Smog hangs over Kommunalny Bridge spanning the Ob River in Novosibirsk. Kirill Kukhmar / TASS

Several Siberian cities are under “black sky” emergency weather alerts as polluted air blankets swathes of the region and locals report a distinct smell of smoke.

Authorities in eight cities issued warnings for air pollution exceeding permissible levels, making it one of the largest areas to ever to be under an air pollution emergency at a single time, the state-run RIA Novosti news agency reported

The so-called “black sky” alert was introduced in Russia’s third-largest city, Novosibirsk, on Tuesday, as well as in five neighboring Siberian cities and two cities to the east in the republic of Khakassia, RIA Novosti reported.

The weather emergency requires Novosibirsk businesses to cut emissions by 15-20% by the evening of Feb. 11.

Krasnoyarsk, the easternmost Russian city to have a population over 1 million, has been under a “black sky” alert since Jan. 27 with the exception of one week.  

Air pollution has long plagued Russia’s industrial cities in Siberia.

Combined with temperatures as low as minus 30 degrees Celsius and a lack of wind to blow away smog particles, this is a recipe for “black sky” warnings, said former RTVI chief editor and producer Alexei Pivovarov.

Last year, the Russian Academy of Sciences (RAS) reported high levels of air pollution in 23 cities in the Siberian Federal District.

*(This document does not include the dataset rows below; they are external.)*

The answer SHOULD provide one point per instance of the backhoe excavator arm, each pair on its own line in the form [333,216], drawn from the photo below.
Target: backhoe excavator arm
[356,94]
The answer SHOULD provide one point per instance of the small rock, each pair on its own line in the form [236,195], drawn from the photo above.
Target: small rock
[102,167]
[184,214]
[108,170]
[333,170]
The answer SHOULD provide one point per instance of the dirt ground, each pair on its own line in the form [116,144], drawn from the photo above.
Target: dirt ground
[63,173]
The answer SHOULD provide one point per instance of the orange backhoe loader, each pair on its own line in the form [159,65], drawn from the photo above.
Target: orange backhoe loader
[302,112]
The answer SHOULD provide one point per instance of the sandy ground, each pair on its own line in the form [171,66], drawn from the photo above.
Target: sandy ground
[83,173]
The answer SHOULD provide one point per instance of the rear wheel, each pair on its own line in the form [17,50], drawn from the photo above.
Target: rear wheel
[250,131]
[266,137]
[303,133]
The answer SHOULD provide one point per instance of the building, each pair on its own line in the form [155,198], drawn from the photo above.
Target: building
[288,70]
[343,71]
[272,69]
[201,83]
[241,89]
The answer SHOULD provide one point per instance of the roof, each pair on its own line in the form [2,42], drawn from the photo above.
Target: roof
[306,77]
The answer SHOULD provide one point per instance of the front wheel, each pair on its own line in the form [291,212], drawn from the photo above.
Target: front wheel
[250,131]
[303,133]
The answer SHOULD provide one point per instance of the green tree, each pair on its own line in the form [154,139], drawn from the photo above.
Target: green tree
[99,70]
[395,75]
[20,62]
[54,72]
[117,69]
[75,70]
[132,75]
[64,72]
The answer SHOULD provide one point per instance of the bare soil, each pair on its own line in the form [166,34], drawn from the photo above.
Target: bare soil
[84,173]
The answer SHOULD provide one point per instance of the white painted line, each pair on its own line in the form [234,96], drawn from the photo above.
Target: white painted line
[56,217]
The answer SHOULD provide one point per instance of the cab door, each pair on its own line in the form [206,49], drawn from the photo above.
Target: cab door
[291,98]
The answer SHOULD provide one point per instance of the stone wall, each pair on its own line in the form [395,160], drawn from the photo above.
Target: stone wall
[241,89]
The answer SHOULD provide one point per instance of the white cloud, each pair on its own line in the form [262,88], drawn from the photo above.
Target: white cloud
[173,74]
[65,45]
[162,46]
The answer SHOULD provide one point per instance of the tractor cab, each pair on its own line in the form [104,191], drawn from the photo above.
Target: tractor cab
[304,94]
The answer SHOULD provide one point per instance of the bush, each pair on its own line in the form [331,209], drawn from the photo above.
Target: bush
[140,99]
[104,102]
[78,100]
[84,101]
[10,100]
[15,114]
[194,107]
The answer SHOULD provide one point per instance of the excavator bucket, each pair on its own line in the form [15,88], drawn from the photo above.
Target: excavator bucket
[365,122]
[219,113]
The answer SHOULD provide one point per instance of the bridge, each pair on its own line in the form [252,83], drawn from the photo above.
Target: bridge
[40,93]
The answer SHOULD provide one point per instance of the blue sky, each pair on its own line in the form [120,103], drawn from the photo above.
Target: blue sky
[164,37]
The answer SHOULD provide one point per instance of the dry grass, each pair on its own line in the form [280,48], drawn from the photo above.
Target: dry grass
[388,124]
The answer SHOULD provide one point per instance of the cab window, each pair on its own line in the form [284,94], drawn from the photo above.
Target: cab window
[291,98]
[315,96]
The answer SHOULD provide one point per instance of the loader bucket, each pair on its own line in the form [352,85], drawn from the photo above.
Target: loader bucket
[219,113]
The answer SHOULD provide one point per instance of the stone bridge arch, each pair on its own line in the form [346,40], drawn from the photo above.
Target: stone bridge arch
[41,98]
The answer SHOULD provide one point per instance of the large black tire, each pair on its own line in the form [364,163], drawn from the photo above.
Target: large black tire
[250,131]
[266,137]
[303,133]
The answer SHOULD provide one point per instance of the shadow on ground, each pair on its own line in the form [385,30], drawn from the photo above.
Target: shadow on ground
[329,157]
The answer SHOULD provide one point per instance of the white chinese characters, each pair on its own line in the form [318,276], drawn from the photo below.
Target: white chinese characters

The RAS’ Siberian branch reportedly determined that 78% of Russia's two dozen most polluted cities are located in Siberia and linked the findings to increased rates of birth defects, childhood disease and cancers in the region.  

Academics later classified the report in what news reports said was an attempt to avoid angering voters ahead of key parliamentary elections.